US 11,756,231 B2
	Method and apparatus for scale calibration and optimization of a monocular visual-inertial localization system
Yi Chen, San Jose, CA (US); Ke Huang, San Jose, CA (US); and Wei Xi, San Jose, CA (US)
Assigned to MIDEA GROUP CO., LTD., Foshan (CN)
Filed by Midea Group Co., Ltd., Foshan (CN)
Filed on Jun. 29, 2021, as Appl. No. 17/362,832.
Prior Publication US 2022/0414932 A1, Dec. 29, 2022
Int. Cl. G06T 7/80 (2017.01); H04N 5/247 (2006.01); G01C 21/16 (2006.01); B25J 9/16 (2006.01); B25J 5/00 (2006.01)

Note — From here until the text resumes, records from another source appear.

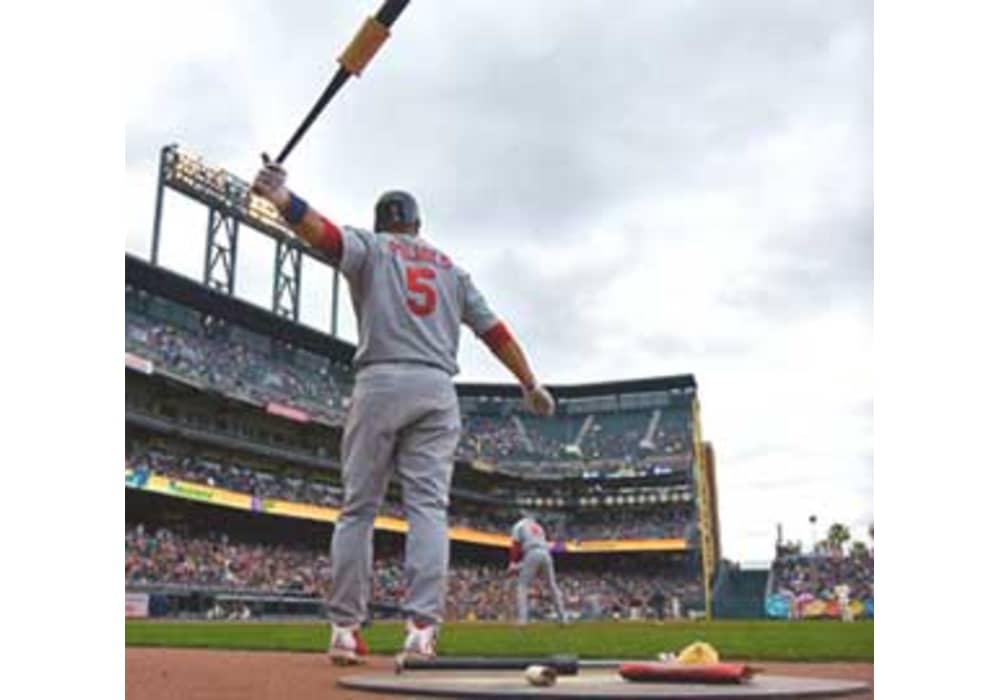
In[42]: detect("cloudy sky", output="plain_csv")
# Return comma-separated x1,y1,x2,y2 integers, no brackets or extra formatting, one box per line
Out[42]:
125,0,872,563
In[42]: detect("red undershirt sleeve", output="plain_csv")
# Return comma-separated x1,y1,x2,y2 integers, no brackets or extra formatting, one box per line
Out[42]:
316,216,344,263
480,321,514,352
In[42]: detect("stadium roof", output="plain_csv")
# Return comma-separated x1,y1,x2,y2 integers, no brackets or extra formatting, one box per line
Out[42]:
126,254,696,397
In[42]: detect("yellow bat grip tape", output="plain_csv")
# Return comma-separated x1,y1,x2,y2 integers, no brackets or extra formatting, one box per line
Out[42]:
338,17,390,76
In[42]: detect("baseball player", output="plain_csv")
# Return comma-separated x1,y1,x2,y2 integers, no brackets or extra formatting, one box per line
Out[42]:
508,513,567,625
252,160,555,665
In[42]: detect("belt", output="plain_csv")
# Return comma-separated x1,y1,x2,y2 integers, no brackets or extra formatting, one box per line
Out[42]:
355,359,452,375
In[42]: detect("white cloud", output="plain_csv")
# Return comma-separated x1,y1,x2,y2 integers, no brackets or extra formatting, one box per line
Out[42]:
126,0,872,562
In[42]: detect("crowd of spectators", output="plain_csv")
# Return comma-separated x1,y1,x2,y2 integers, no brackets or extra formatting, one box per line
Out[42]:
127,442,412,517
128,443,345,509
456,412,692,469
125,525,701,621
126,300,352,424
448,508,515,534
457,415,583,464
770,549,874,604
125,524,327,595
128,299,693,469
457,415,527,462
519,416,576,462
579,414,646,463
650,416,693,458
127,438,693,541
447,559,701,622
561,508,692,541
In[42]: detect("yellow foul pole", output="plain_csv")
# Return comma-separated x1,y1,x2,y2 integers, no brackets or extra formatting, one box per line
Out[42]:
691,396,715,620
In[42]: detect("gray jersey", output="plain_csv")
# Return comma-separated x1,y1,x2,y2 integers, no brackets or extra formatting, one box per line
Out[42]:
512,518,549,553
338,227,499,375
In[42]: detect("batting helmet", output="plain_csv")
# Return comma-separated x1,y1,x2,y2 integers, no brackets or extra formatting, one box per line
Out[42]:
374,190,420,232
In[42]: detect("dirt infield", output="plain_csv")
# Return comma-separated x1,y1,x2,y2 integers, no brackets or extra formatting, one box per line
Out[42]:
125,648,872,699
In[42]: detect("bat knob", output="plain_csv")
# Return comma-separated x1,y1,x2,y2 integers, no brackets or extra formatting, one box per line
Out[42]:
550,654,579,676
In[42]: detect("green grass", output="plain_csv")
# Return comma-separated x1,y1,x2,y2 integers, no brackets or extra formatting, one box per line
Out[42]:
125,619,873,662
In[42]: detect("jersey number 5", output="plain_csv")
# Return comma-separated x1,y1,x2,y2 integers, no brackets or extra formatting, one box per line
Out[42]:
405,266,437,316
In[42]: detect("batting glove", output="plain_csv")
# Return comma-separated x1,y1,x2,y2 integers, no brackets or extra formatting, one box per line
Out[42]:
522,383,555,417
251,154,290,210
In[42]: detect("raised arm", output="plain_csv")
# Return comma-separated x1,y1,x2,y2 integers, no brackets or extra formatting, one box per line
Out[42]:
251,158,344,264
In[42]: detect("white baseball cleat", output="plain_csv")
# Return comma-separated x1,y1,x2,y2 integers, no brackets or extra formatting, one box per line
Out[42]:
327,624,369,666
400,618,438,659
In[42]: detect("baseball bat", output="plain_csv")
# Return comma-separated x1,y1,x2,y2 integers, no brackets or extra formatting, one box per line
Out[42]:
394,654,631,676
274,0,411,163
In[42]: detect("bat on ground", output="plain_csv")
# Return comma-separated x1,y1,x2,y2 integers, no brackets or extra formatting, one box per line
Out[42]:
394,654,626,676
273,0,411,164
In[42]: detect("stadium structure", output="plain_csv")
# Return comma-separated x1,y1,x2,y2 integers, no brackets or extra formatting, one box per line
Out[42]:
123,146,788,624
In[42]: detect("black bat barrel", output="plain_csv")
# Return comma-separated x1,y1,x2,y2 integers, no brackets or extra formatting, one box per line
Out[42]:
375,0,410,27
397,654,580,676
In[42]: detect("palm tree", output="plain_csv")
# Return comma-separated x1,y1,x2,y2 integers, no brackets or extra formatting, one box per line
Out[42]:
827,523,851,555
850,540,869,558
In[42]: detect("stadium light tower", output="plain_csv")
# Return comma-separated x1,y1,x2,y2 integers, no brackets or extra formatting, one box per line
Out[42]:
149,144,342,334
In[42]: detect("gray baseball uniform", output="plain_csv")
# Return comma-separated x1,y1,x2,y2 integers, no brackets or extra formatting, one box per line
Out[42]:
512,517,567,624
327,227,500,627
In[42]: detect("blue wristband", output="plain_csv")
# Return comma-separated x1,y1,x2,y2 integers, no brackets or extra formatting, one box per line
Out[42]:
284,192,308,225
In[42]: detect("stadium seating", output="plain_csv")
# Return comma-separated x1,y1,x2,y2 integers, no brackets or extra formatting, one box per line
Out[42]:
127,288,353,424
650,411,693,457
579,410,648,461
127,288,695,473
125,524,702,621
770,551,874,604
125,283,707,625
458,409,694,473
126,436,692,541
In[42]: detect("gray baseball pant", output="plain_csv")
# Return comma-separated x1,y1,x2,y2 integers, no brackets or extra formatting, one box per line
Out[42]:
327,364,460,627
517,547,567,623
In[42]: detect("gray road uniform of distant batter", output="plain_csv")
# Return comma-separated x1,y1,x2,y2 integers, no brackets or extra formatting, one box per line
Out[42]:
511,517,567,624
327,225,499,627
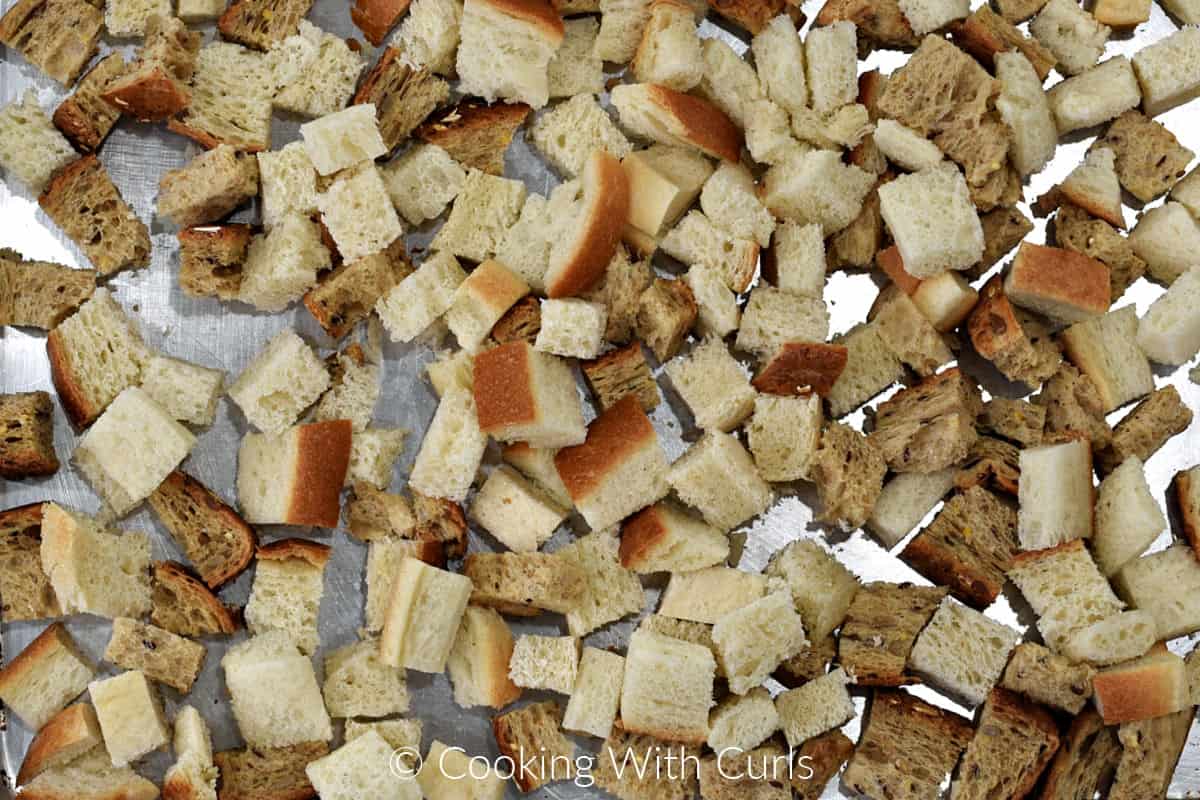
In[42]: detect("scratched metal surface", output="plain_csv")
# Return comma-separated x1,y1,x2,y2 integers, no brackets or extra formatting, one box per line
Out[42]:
3,0,1200,797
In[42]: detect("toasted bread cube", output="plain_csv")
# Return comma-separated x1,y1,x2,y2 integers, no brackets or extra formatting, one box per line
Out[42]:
0,623,95,731
89,671,168,767
619,501,729,574
746,394,823,483
473,341,586,448
272,22,365,119
380,557,472,671
178,0,224,19
776,668,855,747
256,142,319,229
636,276,698,362
409,387,487,502
912,270,979,332
445,259,529,353
504,442,573,508
558,528,647,637
0,0,103,86
658,566,771,624
683,266,740,338
563,647,624,739
228,330,329,434
878,165,984,278
1132,26,1200,116
237,421,352,527
812,422,888,530
103,618,206,694
699,161,775,248
1092,649,1190,724
1130,201,1200,286
908,597,1020,705
167,41,273,152
1030,0,1109,75
529,93,632,179
581,341,661,412
237,214,332,312
621,629,715,744
509,635,580,694
300,104,388,176
1060,306,1154,412
1003,242,1110,324
104,0,170,37
40,505,152,620
713,591,806,695
1093,0,1149,25
471,465,567,552
1116,545,1200,639
306,730,420,800
317,164,403,262
383,143,466,226
1047,57,1140,134
665,338,756,433
668,431,774,531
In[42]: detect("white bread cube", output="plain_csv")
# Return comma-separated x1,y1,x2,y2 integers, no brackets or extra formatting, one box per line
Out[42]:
744,99,800,166
559,529,646,637
867,468,957,548
1047,57,1141,134
619,501,729,574
1172,166,1200,217
746,394,823,483
631,0,703,90
493,192,556,291
563,647,625,739
1095,456,1166,576
873,119,943,171
1058,147,1124,228
707,688,779,754
665,337,756,432
684,266,741,337
139,355,224,427
364,540,430,633
323,639,408,718
432,169,527,263
446,605,521,709
549,17,605,98
473,341,586,448
1116,545,1200,639
908,597,1020,705
713,590,806,695
306,730,421,800
1060,306,1154,412
995,51,1057,177
178,0,224,19
668,432,774,531
0,623,95,731
456,0,565,108
763,149,875,236
426,349,474,398
40,505,151,620
1132,25,1200,116
900,0,969,34
257,142,319,229
535,298,608,359
622,148,712,239
74,387,196,516
1138,265,1200,364
878,165,984,278
697,37,764,129
89,671,168,767
163,706,217,800
767,538,859,641
1031,0,1110,75
380,557,473,671
409,386,487,501
383,144,466,226
244,540,330,655
775,668,855,747
238,214,332,312
805,21,857,112
419,741,506,800
1062,610,1157,666
345,718,423,752
529,93,633,179
735,286,830,357
621,628,715,744
658,566,770,623
317,164,403,262
765,222,825,296
594,0,652,63
912,271,979,332
237,420,353,527
0,91,79,193
376,251,467,343
445,259,529,353
660,210,759,293
221,632,332,748
228,330,329,434
613,78,744,161
395,0,463,75
314,354,380,433
471,465,567,551
752,15,807,116
273,23,365,119
699,161,775,247
509,635,580,694
1018,439,1094,550
300,104,388,176
504,442,574,509
1009,541,1124,650
104,0,170,36
1129,201,1200,285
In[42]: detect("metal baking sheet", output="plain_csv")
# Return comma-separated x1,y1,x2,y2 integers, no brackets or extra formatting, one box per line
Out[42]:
3,1,1200,797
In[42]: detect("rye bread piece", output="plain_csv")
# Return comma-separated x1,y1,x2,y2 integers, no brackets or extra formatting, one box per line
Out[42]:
1000,641,1094,714
1091,111,1194,203
1053,203,1146,301
813,422,887,531
103,617,206,693
0,0,102,85
303,238,411,340
968,277,1062,388
213,740,328,800
218,0,314,49
774,635,837,688
1178,468,1200,560
949,688,1060,800
951,5,1056,79
978,206,1035,276
869,368,983,474
147,470,257,589
792,730,855,800
492,701,576,792
102,15,201,122
463,552,586,616
843,690,974,800
491,295,542,345
0,392,60,479
39,155,151,276
838,582,947,686
150,560,239,636
700,743,790,800
1097,385,1193,474
52,53,124,151
751,342,849,398
955,436,1021,496
1109,706,1195,800
0,503,61,621
901,487,1018,609
1035,363,1113,450
814,0,917,49
417,98,532,177
157,145,259,228
178,224,253,300
981,397,1045,447
582,341,661,412
596,722,700,800
354,49,450,153
636,278,698,364
1040,709,1120,800
0,252,95,330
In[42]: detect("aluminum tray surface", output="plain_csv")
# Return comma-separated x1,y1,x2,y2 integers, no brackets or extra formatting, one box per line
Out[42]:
3,1,1200,797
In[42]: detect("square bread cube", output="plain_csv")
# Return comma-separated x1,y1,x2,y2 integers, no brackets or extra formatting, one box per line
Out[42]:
1115,545,1200,639
622,148,713,240
631,0,702,90
456,0,563,108
529,93,632,178
376,251,467,343
908,597,1020,705
1060,306,1153,412
89,671,169,767
619,501,730,574
228,330,329,434
432,169,527,263
237,420,352,527
306,730,420,800
380,557,473,672
257,142,319,229
419,740,505,800
272,23,365,119
1094,456,1165,576
1129,201,1200,285
707,688,780,754
74,387,196,516
563,647,625,739
684,265,740,338
878,165,984,279
0,90,78,193
548,16,604,98
222,632,332,748
446,605,521,709
509,635,580,694
409,387,487,502
620,629,715,745
383,143,466,226
238,214,332,312
168,42,273,152
763,222,826,297
558,529,646,637
473,341,586,448
471,465,567,552
535,298,608,359
104,0,171,37
805,20,857,111
661,210,759,294
713,591,806,695
1031,0,1109,75
323,639,408,719
1008,540,1124,650
581,341,662,412
668,431,773,531
767,538,860,642
665,338,756,433
775,668,855,748
317,164,403,262
300,104,388,176
1047,57,1140,134
39,504,151,620
746,394,823,482
658,566,770,624
1018,439,1094,551
244,539,331,655
1138,265,1200,365
735,286,830,358
139,355,224,427
446,259,530,353
103,618,206,694
0,623,94,731
763,150,874,237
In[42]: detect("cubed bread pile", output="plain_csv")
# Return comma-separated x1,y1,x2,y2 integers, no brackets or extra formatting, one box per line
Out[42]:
4,0,1200,797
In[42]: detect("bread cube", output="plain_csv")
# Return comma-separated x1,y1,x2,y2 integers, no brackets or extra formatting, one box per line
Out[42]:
178,0,224,20
658,566,770,624
878,165,984,278
473,341,586,448
300,104,388,176
804,21,857,112
464,551,586,616
1052,146,1124,229
1132,25,1200,116
752,14,807,116
157,144,257,228
665,338,756,433
317,164,403,262
1094,457,1165,576
706,688,779,754
867,469,957,548
380,557,472,671
492,701,577,793
237,420,352,527
824,324,903,417
621,629,715,744
471,465,567,551
245,539,330,655
104,0,170,37
631,0,702,90
0,623,95,731
713,591,806,695
1093,649,1190,724
558,529,646,636
612,80,743,163
530,93,633,179
622,147,713,240
346,719,422,754
16,702,103,785
409,387,487,502
762,221,825,296
1004,242,1110,324
376,251,467,343
775,668,855,748
139,355,224,427
257,142,319,229
873,119,943,171
763,149,875,236
103,619,206,694
1060,306,1154,412
913,270,979,332
908,597,1020,705
1063,609,1157,666
74,387,196,516
0,0,103,86
769,538,860,641
504,441,573,510
272,23,365,119
563,647,624,739
1130,201,1200,285
532,299,606,359
1017,439,1093,550
0,91,78,193
426,349,475,398
620,501,729,574
229,330,329,434
682,266,739,338
995,51,1057,177
1047,56,1140,134
1139,266,1200,364
445,259,529,353
432,169,527,263
1031,0,1109,75
509,635,580,694
1116,545,1200,639
699,161,775,248
548,17,605,97
636,277,698,362
39,504,152,620
694,36,763,130
743,98,798,166
89,671,168,767
456,0,564,108
391,0,461,74
238,214,332,312
668,431,773,531
593,0,651,63
744,394,823,484
382,143,466,226
735,286,830,358
169,42,273,152
306,730,420,800
661,210,759,294
581,341,661,412
419,740,506,800
446,606,521,710
323,639,408,719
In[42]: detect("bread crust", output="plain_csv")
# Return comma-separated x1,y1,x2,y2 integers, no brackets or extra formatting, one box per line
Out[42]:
545,150,631,298
150,470,257,588
102,66,191,122
52,53,125,152
473,340,538,433
152,561,239,635
256,537,332,569
968,276,1026,358
618,504,668,569
0,622,85,698
285,420,352,528
1039,708,1119,800
1176,470,1200,560
1005,243,1111,321
875,245,923,295
648,84,742,163
951,5,1056,79
416,99,532,177
1092,652,1189,724
554,394,657,503
480,0,565,40
17,703,101,785
167,118,268,153
752,341,849,397
45,326,95,429
955,687,1061,799
351,0,410,43
707,0,791,32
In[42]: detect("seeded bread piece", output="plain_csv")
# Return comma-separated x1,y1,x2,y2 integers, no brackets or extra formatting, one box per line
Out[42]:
463,551,586,616
1097,385,1193,474
595,722,700,800
0,251,96,332
147,470,256,589
1053,203,1146,301
1035,363,1113,449
949,688,1061,800
150,561,239,636
582,342,661,412
103,617,206,693
951,4,1056,78
213,741,327,800
838,582,947,686
157,145,258,228
812,422,887,531
791,730,855,800
417,97,531,176
0,392,59,479
1001,640,1095,718
1091,110,1194,203
0,0,102,85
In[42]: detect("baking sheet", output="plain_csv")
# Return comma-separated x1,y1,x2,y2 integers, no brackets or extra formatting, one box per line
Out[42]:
3,1,1200,797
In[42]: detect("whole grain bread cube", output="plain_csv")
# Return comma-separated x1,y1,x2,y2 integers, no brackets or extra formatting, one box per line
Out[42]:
1009,540,1124,649
375,251,467,342
147,473,254,591
1060,306,1154,412
446,605,521,710
0,90,78,194
306,729,420,800
1109,704,1195,798
1034,709,1118,800
595,723,701,800
101,15,200,120
665,338,756,433
1130,201,1200,285
1115,544,1200,639
1091,110,1194,203
1047,56,1141,134
89,670,169,767
432,169,527,263
492,701,577,792
167,42,273,152
300,104,388,176
1001,641,1094,713
244,539,330,655
383,144,466,226
870,287,953,378
558,529,646,636
549,16,605,97
464,551,586,616
812,422,887,531
582,342,660,412
380,556,472,671
217,0,313,49
1179,466,1200,561
51,53,124,153
839,582,947,686
228,329,329,434
236,420,352,527
317,164,403,262
0,0,102,85
879,164,984,278
473,340,586,448
415,96,528,177
1094,456,1166,575
735,287,830,359
949,688,1061,800
621,628,715,744
658,566,770,624
869,367,982,474
508,634,580,694
1132,26,1200,116
1053,204,1145,302
103,617,206,697
908,597,1020,705
775,668,855,748
1030,0,1109,74
668,431,773,531
0,504,61,622
256,142,318,229
767,538,859,642
212,741,329,800
0,392,59,479
408,386,487,502
636,277,697,362
744,394,822,483
322,638,408,719
762,149,875,236
1030,367,1105,450
1017,439,1094,551
583,243,653,344
563,647,624,739
954,4,1057,77
0,622,94,731
455,0,564,109
713,590,806,695
706,688,779,755
237,214,332,312
491,295,543,347
138,355,223,427
471,465,567,552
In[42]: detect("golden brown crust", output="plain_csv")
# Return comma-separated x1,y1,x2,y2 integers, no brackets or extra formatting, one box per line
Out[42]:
102,66,190,122
618,504,668,569
1176,470,1200,560
1007,243,1111,320
53,53,125,151
545,150,631,298
554,394,657,503
876,245,923,295
150,470,257,588
752,341,849,397
416,99,533,176
706,0,790,33
256,537,332,569
45,328,95,429
0,622,82,697
482,0,565,38
968,276,1026,360
900,533,1002,610
17,703,101,785
286,420,353,528
1009,537,1089,570
152,560,239,635
167,118,267,153
648,84,742,163
472,340,538,434
815,0,916,47
1092,652,1188,724
0,392,60,478
350,0,410,43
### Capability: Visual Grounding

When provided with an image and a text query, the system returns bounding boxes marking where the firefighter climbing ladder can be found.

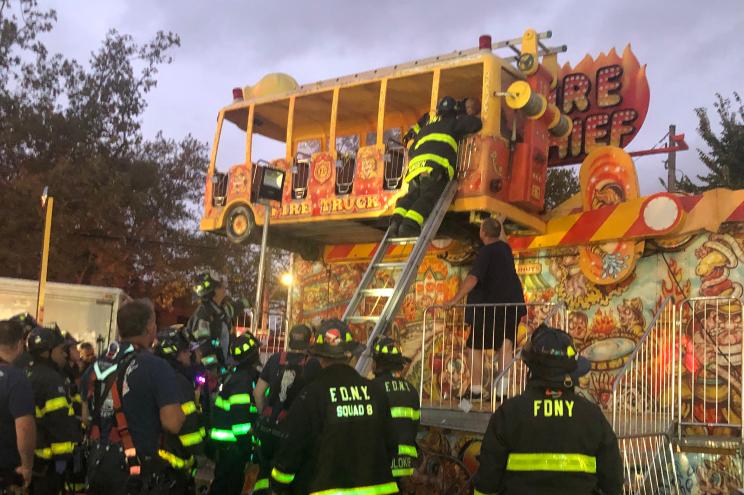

CPC G06T 7/80 (2017.01) [B25J 5/007 (2013.01); B25J 9/1692 (2013.01); G01C 21/1656 (2020.08); G06T 2207/10016 (2013.01); G06T 2207/30244 (2013.01)]

17 Claims

1. A method, comprising:

capturing, by a camera disposed on a device moving in an environment, a plurality of image frames recorded in a first coordinate reference frame at respective locations within a portion of the environment in a first time period;

capturing, by an inertial measurement unit disposed on the device, sets of inertial odometry data recorded in a second coordinate reference frame, the sets of inertial odometry data corresponding to the plurality of image frames at the respective locations, in the first time period;

storing in a buffer, a matching pair of an image frame and a set of inertial odometry data that satisfies first criteria;

in accordance with a determination that a threshold number of matching pairs of image frames and inertial odometry data have been stored:

determining a rotational transformation matrix that corresponds to a relative rotation between the first coordinate reference frame and the second coordinate reference frame;

determining a scale factor from the matching pairs of image frames, wherein the rotational transformation matrix defines an orientation of the device, and the scale factor and the rotational transformation matrix calibrate the plurality of image frames captured by the camera, wherein the scale factor is solved as a parameter to a least square problem based on the matching pairs of image frames and inertial odometry data;

determining a translation transformation vector from the matching pairs of image frames, and wherein the rotational transformation matrix and the translation transformation vector define a transformation pose for transforming the first coordinate reference frame into the second coordinate reference frame, wherein the translation transformation vector is referenced to the first coordinate reference frame when a respective image of the matching pairs of image frames is taken to reduce scale ambiguity associated with the respective image,

multiplying the scale factor to the translation transformation vector, and

further multiplying a pose of a body frame of the device referenced to a camera frame when the respective image of the matching pairs of image frames is taken.